To close this section, we will briefly discuss learning rankings in harmonic serialism (HS) (McCarthy Reference McCarthy, Hirotani, Coetzee, Hall and Kim2000), a constraint-based framework that reintroduces the concept of derivation. In HS, the UR–SR mapping occurs in steps, with each step consisting of an OT-style selection of the optimal candidate according to a fixed ranking of constraints. The winning candidate becomes the input to the subsequent step, and GEN is restricted such that each candidate can differ from the input by only a single violation of a faithfulness constraint. The derivation concludes when the fully faithful candidate is selected as the winner.

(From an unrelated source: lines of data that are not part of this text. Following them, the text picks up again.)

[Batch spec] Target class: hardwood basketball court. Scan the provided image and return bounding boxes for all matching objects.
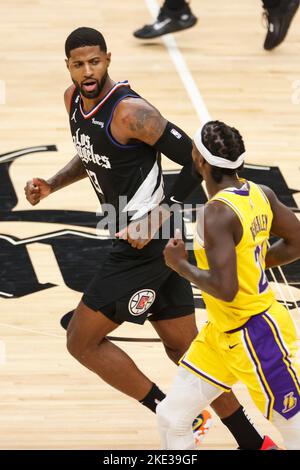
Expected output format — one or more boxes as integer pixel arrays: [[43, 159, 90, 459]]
[[0, 0, 300, 449]]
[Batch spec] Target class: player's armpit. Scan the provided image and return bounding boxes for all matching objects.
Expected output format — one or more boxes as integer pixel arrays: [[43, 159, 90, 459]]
[[262, 186, 300, 268], [204, 201, 241, 302], [111, 98, 167, 146]]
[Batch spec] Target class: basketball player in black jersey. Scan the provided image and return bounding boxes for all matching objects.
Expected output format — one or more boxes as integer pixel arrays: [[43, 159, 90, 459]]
[[25, 28, 274, 449]]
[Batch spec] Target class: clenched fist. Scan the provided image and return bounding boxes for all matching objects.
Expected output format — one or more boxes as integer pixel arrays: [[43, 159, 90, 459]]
[[24, 178, 51, 206]]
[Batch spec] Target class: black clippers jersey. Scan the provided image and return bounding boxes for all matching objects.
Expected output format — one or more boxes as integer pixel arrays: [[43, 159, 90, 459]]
[[70, 81, 164, 229]]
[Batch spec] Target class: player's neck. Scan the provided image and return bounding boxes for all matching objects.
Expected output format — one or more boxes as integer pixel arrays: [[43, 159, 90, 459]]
[[81, 76, 116, 113], [206, 175, 243, 199]]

As discussed by Tessier and Jesney (Reference Tessier and Jesney2014), HS’s use of derivation introduces a challenge for error-driven learning in that the informative error may be hidden in one of the intermediate steps. To address this challenge, Tessier (Reference Tessier, Keine and Sloggett2012) proposes a multistage learning process in which the ranking information that can be gleaned from the SRs is later refined using the candidate set generated for observed forms, first to construct winner–loser pairs and then as hypothetical inputs to the grammar. Jarosz (Reference Jarosz, Hansson, Farris-Trimble, McMullin and Pulleyblank2016) also addresses the problems inherent to learning derivations in the context of serial markedness reduction (SMR) (Jarosz Reference Jarosz, Kingston, Moore-Cantwell, Pater and Staubs2014), a variant of HS proposed to handle opaque process interactions.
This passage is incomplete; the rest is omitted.